ここからは採用要件の具体的な作り方を解説します。すでに要件を採用活動に生かしている企業も、もう一度正しく要件が定義できているか確認してみましょう。

必要な人材の明確化

人事部門が軸となって関係部署と話し合いをした上で、どういった人材を採用すべきか明確にするところから始めましょう。人事部門だけで採用要件を決めてしまうと、現場のニーズに合わない人材を採用してしまう可能性があります。

まずは、各部署に十分なヒアリングを行い、理想とする人物像や求める知識・スキルレベルなどを明らかにすることが大事です。

現場の担当者の要望があいまいなケースも考えられるので、ヒアリングの段階において、誰が確認しても採用すべき人物像が分かるようにしておくことが重要です。人事部門と現場との間で、求める人材の共通認識を持っておきましょう。

要件の具体化と優先順位付け

現場との話し合いで明確化した人物像を基に、採用要件を具体化していきます。全ての要件を完全に満たす人材はほぼいないため、要件に優先順位を付けることも大事です。

優先順位付けの方法はさまざまですが、必ず満たさなければならない条件(MUST条件)と、ある程度は妥協できる条件(WANT条件)を設定しておけば、優先順位を間違えて優秀な人材を逃してしまうリスクを軽減できます。人事の能力や経験、価値観、属性や人柄などの観点から、MUST条件とWANT条件を設定しておきましょう。

要件の設定に役立つフレームワーク

MUST条件やWANT条件、NG条件を設定するやり方は要件定義で有効ですが、さらに自社で活躍している人材の特性を分析し、それに基づいて必要な人材の要件を明らかにする方法もあります。いわゆる『コンピテンシーモデル』と呼ばれる考え方で、多くのスキルや技能を評価する必要のあるエンジニア採用でも有効な手法です。

コンピテンシーとは、業務で高いパフォーマンスを発揮している人の行動特性を指します。既存社員の中でとりわけ優秀な人材のコンピテンシーを分析し、条件として落とし込めば、将来的にエース社員となり得る人材が採用できる可能性が高まります。

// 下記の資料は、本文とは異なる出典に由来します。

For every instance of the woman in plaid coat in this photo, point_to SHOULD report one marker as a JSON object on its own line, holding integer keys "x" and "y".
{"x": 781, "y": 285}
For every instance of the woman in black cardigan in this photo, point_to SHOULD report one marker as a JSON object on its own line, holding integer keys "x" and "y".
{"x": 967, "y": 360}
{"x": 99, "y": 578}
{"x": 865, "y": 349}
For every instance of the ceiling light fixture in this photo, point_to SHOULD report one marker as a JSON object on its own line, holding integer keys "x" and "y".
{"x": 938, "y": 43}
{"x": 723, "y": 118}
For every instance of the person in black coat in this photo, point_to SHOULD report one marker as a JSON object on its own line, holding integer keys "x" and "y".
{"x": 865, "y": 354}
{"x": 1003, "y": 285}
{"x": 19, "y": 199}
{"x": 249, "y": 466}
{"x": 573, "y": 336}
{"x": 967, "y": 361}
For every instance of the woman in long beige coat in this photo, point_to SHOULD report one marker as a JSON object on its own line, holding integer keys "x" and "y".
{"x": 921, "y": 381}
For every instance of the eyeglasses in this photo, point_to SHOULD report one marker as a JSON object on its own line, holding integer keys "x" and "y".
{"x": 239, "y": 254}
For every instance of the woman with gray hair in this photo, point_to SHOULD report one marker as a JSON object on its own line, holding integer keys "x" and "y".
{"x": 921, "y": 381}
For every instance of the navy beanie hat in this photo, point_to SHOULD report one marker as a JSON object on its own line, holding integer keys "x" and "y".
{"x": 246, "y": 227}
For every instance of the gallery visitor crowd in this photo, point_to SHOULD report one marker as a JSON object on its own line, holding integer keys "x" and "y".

採用の軸となるコンピテンシーの抽出には時間を要しますが、分析の中で求める人物像はもちろん、業績アップに必要な情報も得られる可能性があるので、時間をかけて調査・検証をしてみましょう。

設定した要件の共有

要件の設定と優先順位を明らかにしたら、採用担当者間で共有しましょう。担当者間で認識を刷り合わせておかないと、たとえ同じ要件でも重視する部分に違いが出てしまい、結果として採用基準にブレが出てしまう可能性があります。

また、人事部門だけで共有するのではなく、現場の担当者に確認してもらうことも大事です。設定した要件と優先順位付けの理由も説明し、問題がある場合はよく話し合った上で修正しましょう。

採用フローへの落とし込み

設定・共有した採用要件を選考フローに反映させます。書類選考や面接で、どの要件を重視して合否を決めるか、具体的な選考活動に落とし込みましょう。

特に書類選考の際には、設定した要件を送付されてきた履歴書の内容と照らし合わせやすいように、数値に換算しておくといった工夫が必要です。上記のようにMUST条件とWANT条件を明らかにしておき、一定の基準をクリアしたら合格と決めておけば、担当者が代わっても客観性を担保できるでしょう。

採用要件を作る際のポイント

(出典)https://unsplash.com/

採用の要件を作成する際、特に注目すべきポイントを解説します。要件定義の方法は企業によってさまざまですが、要件の事前整理に加えて、条件を多くしすぎないといった工夫が求められます。

採用要件を事前に整理する

採用要件は単に項目を挙げるだけではなく、しっかりと整理しておきましょう。

例えばエンジニアの採用では、技術要件(使える言語やフレームワークなど)と稼働条件は必ず設定する必要があります。正社員として雇用する場合と副業採用の場合とでは、要件が大きく変わるはずです。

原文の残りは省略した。